Galette des Rois, or King Cake, is a delicious pastry that is a part of Epiphany celebrations in Europe and the Americas. Customarily, each galette contains a hidden fève (a porcelain trinket), and the lucky person who finds a fève will be crowned queen or king. The Galette des Rois is a long-standing French tradition, starting sometime in the 14th century.
Classical Galette des Rois are filled with a creamy almond paste called frangipane. Out of consideration for those students with nut allergies, INTL’s pastries are filled with apples or chocolate ganache instead.
In most years, parent volunteers will bake delicious galettes at home to bring to school so that the students, faculty, and staff from all of our language programs can enjoy the celebration. Unfortunately, this year, due to COVID-19 restrictions, we could not distribute home-baked goods on campus.
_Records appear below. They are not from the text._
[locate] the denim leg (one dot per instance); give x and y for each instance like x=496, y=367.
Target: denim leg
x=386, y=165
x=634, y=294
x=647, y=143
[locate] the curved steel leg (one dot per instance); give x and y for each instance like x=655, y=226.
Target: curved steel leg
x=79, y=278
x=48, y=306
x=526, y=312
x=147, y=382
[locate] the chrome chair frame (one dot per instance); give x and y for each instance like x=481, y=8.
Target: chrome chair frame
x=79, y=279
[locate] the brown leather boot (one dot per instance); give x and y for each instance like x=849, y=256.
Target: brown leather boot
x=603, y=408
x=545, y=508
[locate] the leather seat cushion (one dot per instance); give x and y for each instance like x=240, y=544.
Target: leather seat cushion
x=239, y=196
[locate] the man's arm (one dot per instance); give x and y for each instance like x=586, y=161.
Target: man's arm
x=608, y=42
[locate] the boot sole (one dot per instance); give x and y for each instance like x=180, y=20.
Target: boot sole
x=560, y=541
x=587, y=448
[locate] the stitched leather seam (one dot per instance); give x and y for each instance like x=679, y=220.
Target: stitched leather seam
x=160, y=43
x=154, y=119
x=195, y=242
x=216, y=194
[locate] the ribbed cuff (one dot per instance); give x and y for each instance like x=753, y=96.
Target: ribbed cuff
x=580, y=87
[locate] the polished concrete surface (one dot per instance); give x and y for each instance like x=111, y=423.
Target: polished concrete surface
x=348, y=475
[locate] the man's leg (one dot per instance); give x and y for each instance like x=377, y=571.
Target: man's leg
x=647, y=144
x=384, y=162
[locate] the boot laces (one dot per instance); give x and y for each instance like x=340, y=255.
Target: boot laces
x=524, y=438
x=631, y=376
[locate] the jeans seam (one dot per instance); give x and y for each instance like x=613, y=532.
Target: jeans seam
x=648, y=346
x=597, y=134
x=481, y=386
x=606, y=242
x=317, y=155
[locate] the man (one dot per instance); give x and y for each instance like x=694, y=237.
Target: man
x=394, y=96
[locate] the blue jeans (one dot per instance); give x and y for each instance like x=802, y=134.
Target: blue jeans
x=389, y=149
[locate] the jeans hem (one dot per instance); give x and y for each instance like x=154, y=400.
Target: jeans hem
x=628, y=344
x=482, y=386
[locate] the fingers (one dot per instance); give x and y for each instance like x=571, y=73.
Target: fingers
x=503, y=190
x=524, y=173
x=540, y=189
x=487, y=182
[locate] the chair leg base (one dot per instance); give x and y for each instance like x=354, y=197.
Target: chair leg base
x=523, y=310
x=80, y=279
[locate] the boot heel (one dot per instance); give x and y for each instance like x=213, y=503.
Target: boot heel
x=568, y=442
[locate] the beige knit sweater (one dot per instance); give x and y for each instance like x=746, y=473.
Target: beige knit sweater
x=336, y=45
But that didn’t stop our little ones! Our Preschool and Pre-Kindergarten students created some paper crowns in preparation and baked their own Galette des Rois in their classrooms.If you’d like to celebrate at home, here is the traditional ceremony:
- Cut the Galette des Rois into as many slices as there are people present.
- Have the youngest child hide under the table (or close their eyes). The person cutting the galette will ask them, “who is this piece for?”
- The child calls out a name, and the pieces are distributed to everyone, including the chooser.
- Everyone chews their slice of galette very slowly until the fève is found.
- The lucky one who gets the figurine becomes the King or Queen of the day and gets to wear the crown. The King or the Queen then chooses her or his queen or king.